Détestation. Plutôt que de chercher un logement dans une localité arabe, le couple a choisi une autre colonie juive : French Hill. Pas question d’établir des relations avec leurs voisins juifs. «Elles sont cordiales mais se limitent à « bonjour, bonsoir ». Nous ne voulons pas les recevoir. Ni que nos enfants jouent avec les leurs», indique Ibtihal. Pas question non plus de les envoyer dans une école israélienne : les deux grands vont dans un collège chrétien franco-palestinien. Pas question encore d’aller faire des achats dans un supermarché juif.

Est-ce difficile d’habiter une colonie quand on vit dans la détestation d’Israël ? «Non. Je n’ai pas peur des Juifs. Et cette terre n’est pas la leur. Pourquoi n’aurions-nous pas une maison sur notre propre terre ?» insiste le mari, qui fut emprisonné à quatre reprises lorsqu’il étudiait à l’université de Jérusalem pour ses activités dans un petit parti panarabe. Sa femme renchérit : «On est heureux ici. Ce qui nous a incités aussi à venir, c’est la qualité des services. Rien à voir avec ce qu’on trouve du côté arabe.» Lorsque le couple habitait Neve Ya’cov, les rapports avec les voisins étaient plus tendus. «Après chaque attentat suicide, leurs enfants criaient aux nôtres « mort aux Arabes » et eux répondaient « mort aux Juifs ». Ici, ils sont plus libéraux. Comme ils ne sont pas religieux, on peut se déplacer pendant shabbat. Lors des fêtes juives, on préfère partir voir nos familles dans le nord», indique le comptable.

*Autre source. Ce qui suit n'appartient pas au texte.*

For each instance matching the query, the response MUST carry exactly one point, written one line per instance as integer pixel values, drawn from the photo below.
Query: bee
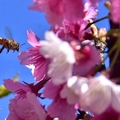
(9, 45)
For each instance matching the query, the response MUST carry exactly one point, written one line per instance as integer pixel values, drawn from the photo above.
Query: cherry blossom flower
(87, 58)
(17, 87)
(27, 108)
(59, 107)
(115, 6)
(21, 89)
(109, 114)
(61, 55)
(95, 94)
(32, 57)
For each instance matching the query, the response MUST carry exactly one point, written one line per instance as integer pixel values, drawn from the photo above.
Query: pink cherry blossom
(17, 87)
(96, 94)
(109, 114)
(88, 57)
(115, 6)
(27, 108)
(61, 55)
(59, 107)
(33, 57)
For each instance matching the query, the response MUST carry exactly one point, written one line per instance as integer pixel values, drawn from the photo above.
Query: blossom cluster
(65, 65)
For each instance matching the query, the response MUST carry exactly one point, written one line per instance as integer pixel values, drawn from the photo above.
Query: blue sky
(15, 15)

Cohabitation. Pour acquérir leur résidence, ils ont eu recours à un agent immobilier et à une banque israéliens. «L’argent est toujours plus fort que l’idéologie», remarque Sameeh. Lors des transactions, l’ancien propriétaire leur a demandé de ne pas révéler jusqu’à son départ qu’ils étaient arabes. «Après, on a trouvé dans notre boîte aux lettres le tract d’une agence juive invitant les gens de la colonie à ne surtout pas vendre aux Arabes.» Car l’histoire du couple Slaibi est loin d’être isolée. De plus en plus, des familles arabes israéliennes cherchent à habiter les colonies autour de Jérusalem. Selon le chercheur israélien Danny Rubinstein, elles seraient des centaines, surtout à la recherche d’un mieux vivre : «D’où la crainte pour les résidents juifs de voir leurs maisons perdre sa valeur si une famille arabe s’installe à côté.» Dans tous les cas, les Arabes chrétiens sont préférés aux musulmans, qui inquiètent davantage. «Nos voisins, confirme Ibtihal, nous ont demandé : « Etes-vous chrétiens ou Arabes ? » Ils croyaient que seuls les Arabes étaient musulmans et que les chrétiens quelque chose d’autre.» Demeure une étrange cohabitation entre deux mondes. Ainsi, le couple Slaibi ne vote pas, même pour les listes arabes, ne condamne ni les attentats du Hamas ni les roquettes du Hezbollah, même s’il déclare «être contre la mort de quiconque». Les jours de congés, Ibtihal emmène ses enfants à la découverte de l’ancienne Palestine, celle d’avant la Naqba. Parfois, elle regrette de ne plus les voir s’amuser avec des copains : «Mais bon, maintenant, leur façon de jouer a changé. Ils préfèrent les jeux vidéo.»